A good stretching routine should start by working the legs. To loosen the muscles in the front of the legs, grab your ankle and pull the foot up behind you. Next stretch the back.
This is done easiest by putting a chair in front on you, grab the back of it and bend down. Building muscle is the way to create power but for golfers lifting weights alone won’t help add distance to your drives. A weight training program has to be done in connection with an extensive stretching routine to maintain maximum flexibility which is critical in the golf swing. Tiger Woods training regime starts with a half hour of stretching before he starts into lifting weights or his cardio.
To stretch the hamstrings in the back of the leg bend at the waist and try to place your palms on the ground. A good turn is essential to any golf swing and your stretching should include bending your body by rotating your shoulders from side to side. An easy stretch to work the hips before teeing off is to sit on the bench at the first tee, cross the ankle of one foot across the opposite knee and then pull your risen leg up toward the opposite shoulder.
Correct body balance is another key to creating power in the golf swing. Your weight should be evenly distributed between your feet not only from side to side but also from front to back. If you are leaning back on your heels you won’t be able to generate as much power and if you are leaning forward on your toes the swing will be inhibited. Proper balance means a powerful transfer of weight during the downswing. For lefthanders this means loading up as you turn back to your left side and then pushing forward with your legs as you start back down.
Odds are at some point during your round of golf, you will be faced with an uneven lie. In some parts of the country you may feel like you are always hitting uphill or downhill shots and knowing how to approach them will save you shots and lower your score.
We will start with uphill lies because they are the easier of the two to play. Many golfers even prefer the uphill shot over a level lie because the slope helps them get the ball up in the air quick. The first thing to adjust playing an uphill shot is your stance. Your golf swing on an uphill shot is going to be flatter so you will need to choke down on the club a little bit. It is also a good idea when making your club selection to use a little less club on an uphill shot because it is going to carry farther than your typical shot. An uphill shot tends to go right (for lefthanders) so you need to aim your shot a little more left than normal.
The challenge to playing an uphill comes in trying to keep your balance throughout the golf swing. Your weight is going to remain back on your left side so you have to move aggressively through the swing. The ball position should be slightly forward in your stance.

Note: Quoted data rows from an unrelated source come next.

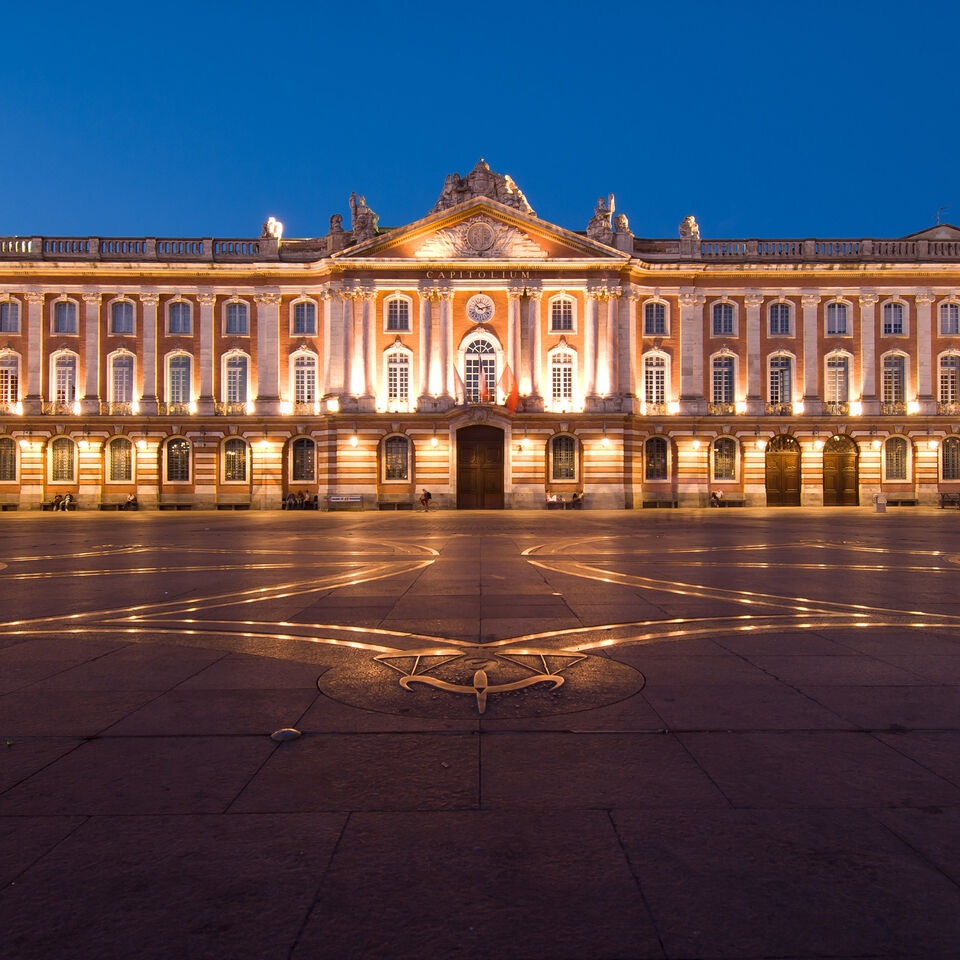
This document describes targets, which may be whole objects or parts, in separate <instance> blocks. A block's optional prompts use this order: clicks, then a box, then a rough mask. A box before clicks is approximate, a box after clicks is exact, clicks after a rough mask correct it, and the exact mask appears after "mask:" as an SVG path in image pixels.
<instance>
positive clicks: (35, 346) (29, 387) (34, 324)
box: [23, 290, 43, 415]
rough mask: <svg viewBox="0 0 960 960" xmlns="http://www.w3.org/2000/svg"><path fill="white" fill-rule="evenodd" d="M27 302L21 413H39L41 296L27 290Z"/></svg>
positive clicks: (42, 295) (41, 339) (42, 345)
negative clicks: (26, 340) (26, 360)
mask: <svg viewBox="0 0 960 960" xmlns="http://www.w3.org/2000/svg"><path fill="white" fill-rule="evenodd" d="M23 296H24V299H25V300H26V301H27V392H26V394H25V395H24V398H23V412H24V413H25V414H29V415H36V414H39V413H40V410H41V407H42V403H43V394H42V392H41V391H42V390H43V294H42V293H40V292H39V291H37V290H28V291H27V292H26V293H25V294H24V295H23Z"/></svg>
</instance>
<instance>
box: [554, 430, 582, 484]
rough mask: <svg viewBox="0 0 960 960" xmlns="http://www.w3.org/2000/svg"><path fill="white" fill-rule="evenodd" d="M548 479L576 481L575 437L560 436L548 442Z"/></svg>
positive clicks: (576, 456) (576, 472) (566, 434)
mask: <svg viewBox="0 0 960 960" xmlns="http://www.w3.org/2000/svg"><path fill="white" fill-rule="evenodd" d="M550 479H551V480H576V479H577V440H576V437H571V436H568V435H567V434H560V436H557V437H552V438H551V440H550Z"/></svg>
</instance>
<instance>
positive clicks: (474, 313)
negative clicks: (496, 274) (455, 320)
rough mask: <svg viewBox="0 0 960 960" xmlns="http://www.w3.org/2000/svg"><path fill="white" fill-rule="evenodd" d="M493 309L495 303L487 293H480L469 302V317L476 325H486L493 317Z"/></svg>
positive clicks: (467, 312) (467, 311)
mask: <svg viewBox="0 0 960 960" xmlns="http://www.w3.org/2000/svg"><path fill="white" fill-rule="evenodd" d="M493 309H494V307H493V301H492V300H491V299H490V298H489V297H488V296H487V295H486V294H485V293H478V294H476V295H475V296H472V297H471V298H470V299H469V300H468V301H467V316H468V317H469V318H470V319H471V320H472V321H473V322H474V323H486V322H487V321H488V320H490V319H491V318H492V317H493Z"/></svg>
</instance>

Playing from a downhill lie is more difficult than uphill. The ball position should be back in your stance (close to the left foot for lefties) to make sure that you hit the ball before hitting the ground. Lefthanders need to aim right because the ball is going to fade back to the left. When playing a downhill shot you need to go with a shorter club because the ball is going to come out hot and carry farther than it would from a level lie.
Side hill shots pose another problem. When the ball is above your feet make sure to choke down on the club and stay down as you complete your golf swing. If the ball is below your feet on the side of a hill flex the knees a little more to lower your body to reach the ball. Aim far to the right of your target because this shot is going to shoot left.